If it's an invented bag (and the police "forced" Frazier to tell that lie, per James DiEugenio's theory), then it stands to reason that any such bag invented from whole cloth would have been big enough to house that Carcano that Lee Oswald owned. Right?

But if we're to believe CTers like Ian Griggs and Jim DiEugenio, Frazier's MAKE-BELIEVE bag and, ergo, MAKE-BELIEVE measurements for that bag do not go together at all. So the alleged liar has just destroyed his own lie by making a non-existent bag way too small.

Brilliant, huh?


RAY MITCHAM SAID:

The bag was an invention, David. Frazier covered his ass. Apart from Frazier and his sister, nobody else saw Oswald with a large paper bag.

If you believe Frazier was right about the bag then you have to believe he was right about the size.

Which is it -- "No bag" or "too short bag"?


DAVID VON PEIN SAID:

Are you serious, Ray? (Or did you type before you were fully awake this morning?)

I most certainly do not "have to believe" that Buell Frazier perfectly nailed the size of Oswald's paper bag. In fact, that's crazy.

Frazier saw a bag, yes. He was simply wrong when he was later asked to try and nail down the precise length of that bag.
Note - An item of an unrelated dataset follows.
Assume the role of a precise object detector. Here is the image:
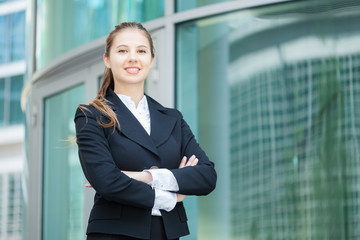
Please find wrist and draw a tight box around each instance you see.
[142,171,153,184]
Now, why can't those two things go together, Ray? Of course they can go together. You just don't WANT them to co-exist, so you just made up a brand-new rule that is quite laughable indeed:

"If you believe Frazier was right about the bag then you have to believe he was right about the size."

Hilarious.


INSTANT REPLAY....

RAY MITCHAM SAID:

The bag was an invention, David.


DAVID VON PEIN SAID:

So you really do believe what I suggested previously --- i.e., you think Frazier's bag was an "invention", but then he decided to say the "invention" (which must have been invented to frame Oswald with the Carcano rifle, right?) was too short of an invention to allow Lee Oswald's rifle to fit inside of it.
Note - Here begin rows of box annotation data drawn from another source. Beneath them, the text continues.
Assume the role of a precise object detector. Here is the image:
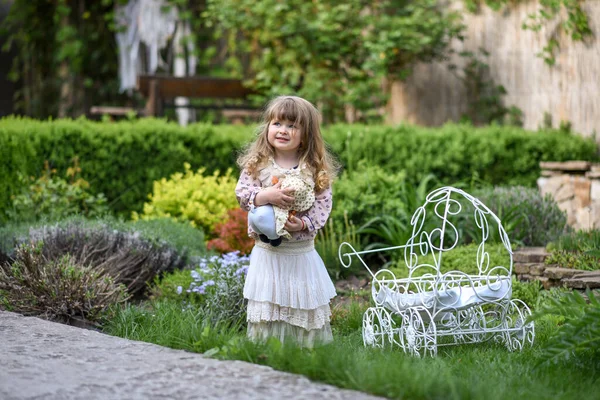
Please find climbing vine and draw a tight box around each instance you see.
[464,0,592,66]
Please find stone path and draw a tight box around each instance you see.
[0,311,376,400]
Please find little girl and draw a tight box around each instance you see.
[235,96,336,347]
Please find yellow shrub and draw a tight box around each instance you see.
[132,163,239,233]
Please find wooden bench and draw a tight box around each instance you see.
[90,75,261,123]
[137,75,260,123]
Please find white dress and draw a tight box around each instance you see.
[236,160,336,347]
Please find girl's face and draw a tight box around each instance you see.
[267,118,302,154]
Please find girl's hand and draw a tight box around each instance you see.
[254,182,294,209]
[284,215,304,232]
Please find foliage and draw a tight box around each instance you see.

So, Ray, was Buell Frazier just really shitty at math, or was he the dumbest patsy framer ever put on this Earth? Which is it? Because it's got to be one of those options.


RAY MITCHAM SAID:

What part of "The bag was an invention, David. Frazier covered his ass. Apart from Frazier and his sister, nobody else saw Oswald with a large paper bag" do you not understand?


DAVID VON PEIN SAID:

And what part of this logic do you not understand, Ray? ---

If the bag was merely an "invention", then Frazier (or the police) would have invented a bag LONG ENOUGH to hold the rifle owned by the person you think Frazier (or the police) was framing.

Believing that Frazier INVENTED a bag AND believing that Frazier would ever say the bag was only "2 feet" long are two beliefs that do not go together at all.
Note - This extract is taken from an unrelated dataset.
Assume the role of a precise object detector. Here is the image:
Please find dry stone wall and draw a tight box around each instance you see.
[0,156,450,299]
The fact that Frazier always has maintained the bag was too short to hold Oswald's rifle is virtual proof, all by itself, that Frazier really did see Lee Harvey Oswald carrying a paper bag on 11/22/63.

Unless, as I said before, Mr. Frazier was one really stupid liar and patsy framer.

And then Frazier decided to voluntarily tell his alleged "paper bag" lie yet again, in front of millions of potential movie-goers, in David Wolper's 1964 feature film. Spunky little liar, that Buell Frazier, wasn't he?


RAY MITCHAM SAID:

How would he [B.W. Frazier] know what size bag the rifle would fit into?


DAVID VON PEIN SAID:

Beats me. It's your fantasy theory. You figure it out.

But, then too, if the whole idea of a fake bag was to frame Oswald with it and to put Oswald's rifle inside that fake bag (and what possible other reason could there have been for anybody to want to fake such a piece of evidence like the paper bag?), then wouldn't it have been useful for Frazier to at least have a good idea of how long to make his pretend bag so the frame-up of Mr. Oswald could have a chance of succeeding?


RAY MITCHAM SAID:

He [B.W. Frazier] made the bag theory up.


DAVID VON PEIN SAID:

Why would he do that? What the hell for? To frame the man he said he liked?

And if you think as Jim DiEugenio does that it was the Dallas Police Department who really put the "Fake Bag" idea into the head of Wes Frazier, then how come the DPD didn't feed Frazier the proper dimensions for the invented bag (so the fake bag could hold the patsy's rifle)? More boobs at the DPD, I guess.


RAY MITCHAM SAID:

Once he and his sister had decided on the size, they couldn't retract.


DAVID VON PEIN SAID:

Why not? People change their minds all the time.